I have recently read ‘The Metaphysics of Evolution’ by Fr Chad Ripperger. Fr Ripperger is or was a professor of philosophy at the Fraternity of St Peter’s North American seminary and is clearly at home in the scholastic tradition. The title of his book or pamphlet is a misnomer, since it would be more accurately called ‘Metaphysics against Evolution’.

The book is technical but short and can be summarised in two main claims: atheistic evolution is impossible and theistic evolution is unreasonable.

Atheistic evolution is impossible, he argues, not simply because God necessarily exists, but more specifically because of the principle that ‘an effect cannot be more perfect than its cause’. Of course change of any kind is impossible without the first, unchanging cause, but evolution, that is, the improvement and enrichment of living beings, is impossible for the extra reason that things cannot bestow perfections which they do not themselves possess.

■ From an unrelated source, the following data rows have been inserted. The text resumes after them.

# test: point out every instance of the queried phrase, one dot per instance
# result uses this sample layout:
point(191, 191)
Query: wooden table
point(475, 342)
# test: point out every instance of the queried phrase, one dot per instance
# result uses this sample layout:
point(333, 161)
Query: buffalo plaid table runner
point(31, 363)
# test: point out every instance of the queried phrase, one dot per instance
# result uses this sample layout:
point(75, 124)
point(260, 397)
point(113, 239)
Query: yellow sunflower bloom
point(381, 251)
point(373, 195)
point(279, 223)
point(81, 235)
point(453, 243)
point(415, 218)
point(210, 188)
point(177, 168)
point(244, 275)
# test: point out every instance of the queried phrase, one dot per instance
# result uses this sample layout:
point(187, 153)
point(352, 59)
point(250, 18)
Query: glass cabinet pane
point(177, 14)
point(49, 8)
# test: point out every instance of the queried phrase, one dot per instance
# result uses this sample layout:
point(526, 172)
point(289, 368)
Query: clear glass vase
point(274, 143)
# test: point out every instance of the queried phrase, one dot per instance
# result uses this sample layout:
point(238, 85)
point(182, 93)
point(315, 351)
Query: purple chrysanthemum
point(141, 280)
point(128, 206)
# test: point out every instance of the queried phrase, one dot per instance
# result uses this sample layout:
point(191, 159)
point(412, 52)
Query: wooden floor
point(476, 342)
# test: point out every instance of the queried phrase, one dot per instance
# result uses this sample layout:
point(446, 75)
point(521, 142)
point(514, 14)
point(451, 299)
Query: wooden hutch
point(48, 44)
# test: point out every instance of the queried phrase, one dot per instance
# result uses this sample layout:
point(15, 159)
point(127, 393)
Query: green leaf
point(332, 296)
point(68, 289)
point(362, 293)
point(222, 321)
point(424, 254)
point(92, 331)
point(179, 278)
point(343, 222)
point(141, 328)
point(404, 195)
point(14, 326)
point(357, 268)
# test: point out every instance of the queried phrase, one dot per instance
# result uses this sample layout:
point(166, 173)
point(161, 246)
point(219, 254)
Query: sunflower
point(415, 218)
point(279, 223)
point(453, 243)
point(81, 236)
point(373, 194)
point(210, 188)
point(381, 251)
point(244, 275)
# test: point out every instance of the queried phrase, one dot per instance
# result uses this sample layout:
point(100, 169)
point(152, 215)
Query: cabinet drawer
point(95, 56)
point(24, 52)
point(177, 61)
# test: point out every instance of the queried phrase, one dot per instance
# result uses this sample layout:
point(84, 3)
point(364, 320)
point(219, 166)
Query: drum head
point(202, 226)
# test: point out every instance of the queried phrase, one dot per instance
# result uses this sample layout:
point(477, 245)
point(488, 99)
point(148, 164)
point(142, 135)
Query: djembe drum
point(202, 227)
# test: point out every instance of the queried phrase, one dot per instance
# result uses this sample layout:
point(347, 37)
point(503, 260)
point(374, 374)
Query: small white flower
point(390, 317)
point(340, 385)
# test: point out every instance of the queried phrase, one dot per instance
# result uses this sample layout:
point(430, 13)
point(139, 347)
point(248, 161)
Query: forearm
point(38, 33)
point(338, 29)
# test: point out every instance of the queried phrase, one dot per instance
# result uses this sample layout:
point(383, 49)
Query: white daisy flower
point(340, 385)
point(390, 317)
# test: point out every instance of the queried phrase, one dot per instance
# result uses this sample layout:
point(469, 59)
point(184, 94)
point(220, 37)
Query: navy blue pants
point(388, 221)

Theistic evolution, he argues, is unreasonable because it postulates a vast number of miracles where it is unnecessary to do so. This fact is often obscured, since theistic evolutionists are prone to talk about God ‘working through evolution’ as if evolution were a natural process, only one which God directed for His purposes. But it cannot be a natural process, since natures cannot bestow perfections which they do not possess, for example natures that lack sight cannot bestow this perfection upon their offspring. For God to bring about evolution, therefore, would mean for Him to override the natural powers of creatures at every step so that they would produce effects that it was beyond their natures to achieve. This would be to introduced a vast number of miracles whereby an amoeba would gradually turn into an elephant, or maybe a giraffe. It is far simpler to suppose that God simply created giraffes and elephants in the first place, which would not in fact be a miracle at all, since miracles pertain to the divine governance of nature, not to the original establishment of natures themselves.